David Frum may not be welcome at NRO anymore, after writing this article. He makes several accurate statements regarding the current Republicans:
Have Republicans absorbed how much trouble their party is in? To the (limited) extent that we do, we tend to to attribute everything to Iraq — as if Katrina, the Schiavo affair, corruption in Congress, and the intensifying irrelevance of our domestic-policy agenda did not exist. And so we demand from our candidates ever more fervent declarations of fealty to an ideology that interests an ever dwindling proportion of the public.
Barring some calamitous mistake by the Democrats (and true, that can never be ruled out from the "war is lost" party), the GOP enters the 2008 election cycle at a serious disadvantage. If we want to win, we have to offer the American voter something fresh and compelling. I think most of us understand that. And yet at the same time we are demanding that our candidates repeat formulas and phrases from two and three decades ago.
Yes, the GOP needs candidates to display higher-quality leadership than they have exhibited till now. But if we want higher-quality leadership, maybe we also need higher-quality followership.
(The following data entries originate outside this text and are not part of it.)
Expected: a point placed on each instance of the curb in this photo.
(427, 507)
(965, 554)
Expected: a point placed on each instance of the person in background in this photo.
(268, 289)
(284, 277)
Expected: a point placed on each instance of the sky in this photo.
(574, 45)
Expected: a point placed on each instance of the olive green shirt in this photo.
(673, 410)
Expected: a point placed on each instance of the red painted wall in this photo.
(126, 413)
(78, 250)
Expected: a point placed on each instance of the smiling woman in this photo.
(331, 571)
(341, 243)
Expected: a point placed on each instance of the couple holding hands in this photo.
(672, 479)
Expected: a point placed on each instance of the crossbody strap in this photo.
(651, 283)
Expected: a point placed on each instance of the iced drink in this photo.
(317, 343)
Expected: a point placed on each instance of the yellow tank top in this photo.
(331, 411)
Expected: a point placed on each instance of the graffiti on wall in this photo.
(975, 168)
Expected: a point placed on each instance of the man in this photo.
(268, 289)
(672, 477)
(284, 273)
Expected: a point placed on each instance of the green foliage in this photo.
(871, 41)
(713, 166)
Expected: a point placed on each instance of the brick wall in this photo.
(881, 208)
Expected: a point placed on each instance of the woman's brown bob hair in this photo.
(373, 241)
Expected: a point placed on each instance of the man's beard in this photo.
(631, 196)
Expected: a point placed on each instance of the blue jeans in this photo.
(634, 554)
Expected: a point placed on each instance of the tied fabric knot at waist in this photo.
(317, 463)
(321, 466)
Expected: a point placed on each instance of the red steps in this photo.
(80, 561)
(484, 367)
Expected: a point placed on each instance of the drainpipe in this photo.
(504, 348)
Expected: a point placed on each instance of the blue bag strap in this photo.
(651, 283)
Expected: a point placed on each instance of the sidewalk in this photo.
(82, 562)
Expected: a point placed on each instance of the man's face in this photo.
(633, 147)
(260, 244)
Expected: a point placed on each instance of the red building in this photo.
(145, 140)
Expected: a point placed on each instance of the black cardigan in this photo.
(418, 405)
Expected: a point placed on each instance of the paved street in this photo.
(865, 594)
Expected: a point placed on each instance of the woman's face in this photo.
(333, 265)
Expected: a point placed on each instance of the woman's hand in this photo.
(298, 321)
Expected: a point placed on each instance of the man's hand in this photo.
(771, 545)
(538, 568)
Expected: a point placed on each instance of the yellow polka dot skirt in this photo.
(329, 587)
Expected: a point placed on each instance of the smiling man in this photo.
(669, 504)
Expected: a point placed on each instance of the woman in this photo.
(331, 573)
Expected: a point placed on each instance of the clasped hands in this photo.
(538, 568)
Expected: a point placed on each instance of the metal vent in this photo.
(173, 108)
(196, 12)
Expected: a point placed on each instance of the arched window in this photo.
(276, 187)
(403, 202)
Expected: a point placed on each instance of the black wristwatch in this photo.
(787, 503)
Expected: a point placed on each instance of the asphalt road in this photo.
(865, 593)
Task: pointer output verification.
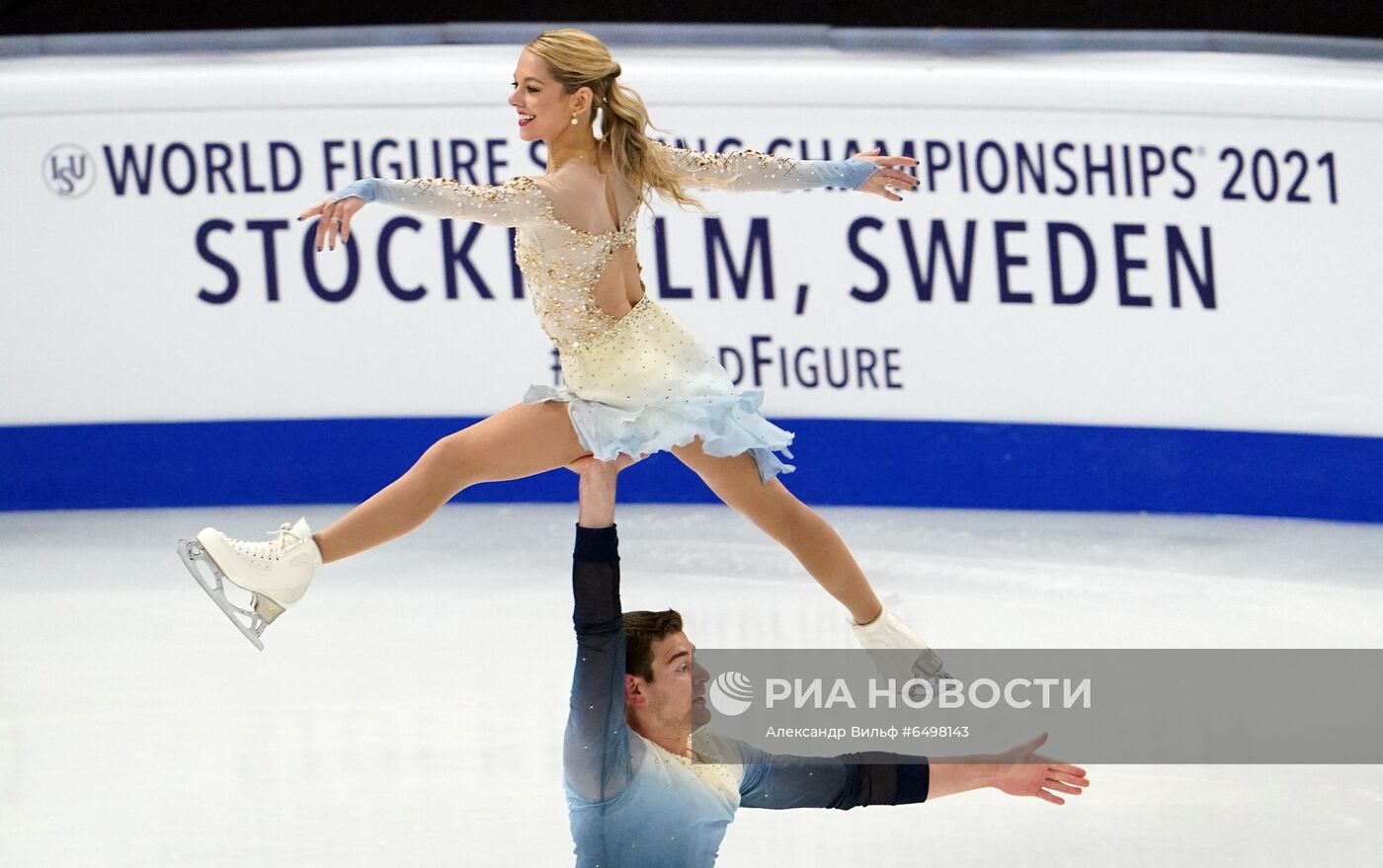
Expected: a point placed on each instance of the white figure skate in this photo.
(276, 573)
(892, 637)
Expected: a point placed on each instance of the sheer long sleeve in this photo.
(747, 170)
(597, 753)
(851, 780)
(514, 203)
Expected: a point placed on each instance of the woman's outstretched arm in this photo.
(747, 170)
(514, 203)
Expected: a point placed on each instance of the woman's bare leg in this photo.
(790, 521)
(521, 441)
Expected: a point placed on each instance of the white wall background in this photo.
(100, 315)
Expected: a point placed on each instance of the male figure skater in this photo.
(647, 784)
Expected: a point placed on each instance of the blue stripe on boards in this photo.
(840, 462)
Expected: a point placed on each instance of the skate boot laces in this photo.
(266, 553)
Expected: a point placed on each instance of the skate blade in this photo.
(253, 623)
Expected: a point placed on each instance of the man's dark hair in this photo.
(640, 630)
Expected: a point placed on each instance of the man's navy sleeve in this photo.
(597, 757)
(851, 780)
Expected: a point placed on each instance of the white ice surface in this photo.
(410, 711)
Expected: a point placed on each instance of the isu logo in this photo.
(68, 170)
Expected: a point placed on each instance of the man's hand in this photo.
(597, 488)
(588, 463)
(1020, 771)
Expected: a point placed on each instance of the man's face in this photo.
(675, 698)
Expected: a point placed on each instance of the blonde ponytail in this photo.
(578, 59)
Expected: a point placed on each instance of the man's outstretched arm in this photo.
(597, 752)
(854, 780)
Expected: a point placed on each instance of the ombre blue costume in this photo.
(631, 802)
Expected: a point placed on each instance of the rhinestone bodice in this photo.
(562, 266)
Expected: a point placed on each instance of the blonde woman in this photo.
(635, 379)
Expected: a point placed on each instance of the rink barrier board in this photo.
(841, 462)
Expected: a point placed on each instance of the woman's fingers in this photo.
(314, 210)
(321, 225)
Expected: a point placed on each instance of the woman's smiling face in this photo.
(543, 110)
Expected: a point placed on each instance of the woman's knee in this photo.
(449, 460)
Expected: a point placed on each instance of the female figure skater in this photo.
(635, 380)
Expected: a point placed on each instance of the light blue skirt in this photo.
(646, 386)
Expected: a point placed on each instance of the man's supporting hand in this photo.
(597, 488)
(1020, 771)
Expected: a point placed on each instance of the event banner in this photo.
(1083, 246)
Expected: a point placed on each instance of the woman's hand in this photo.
(887, 180)
(335, 218)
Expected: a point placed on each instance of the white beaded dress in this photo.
(638, 383)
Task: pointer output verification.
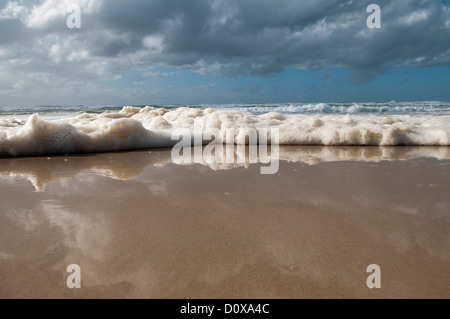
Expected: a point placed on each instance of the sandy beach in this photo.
(140, 226)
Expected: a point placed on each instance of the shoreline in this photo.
(140, 226)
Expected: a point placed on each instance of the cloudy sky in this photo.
(222, 51)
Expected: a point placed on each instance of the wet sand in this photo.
(140, 226)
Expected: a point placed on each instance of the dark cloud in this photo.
(231, 37)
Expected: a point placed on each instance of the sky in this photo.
(154, 52)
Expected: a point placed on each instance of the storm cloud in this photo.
(233, 38)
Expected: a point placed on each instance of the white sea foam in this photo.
(151, 127)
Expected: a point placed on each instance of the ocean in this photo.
(43, 130)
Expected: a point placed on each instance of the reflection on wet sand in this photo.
(128, 165)
(142, 227)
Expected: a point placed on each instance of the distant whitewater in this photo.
(47, 130)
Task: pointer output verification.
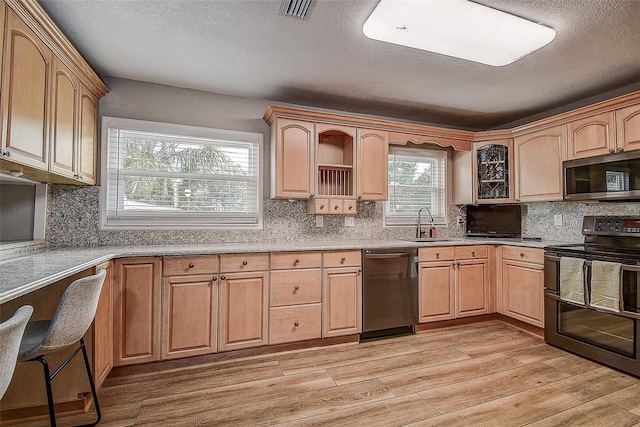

Big emphasis on that last part (my italics and color). If Republicans want to become Conservatives again, the quality of the followership must improve. We know that the leaders will just tell us what they think we want to hear anyway, so we should make sure that they think we want to hear a better message. The highly-decorated, yet boring-as-hell candidates that the Republicans have put up for the 2008 election show that they have not yet heard this message.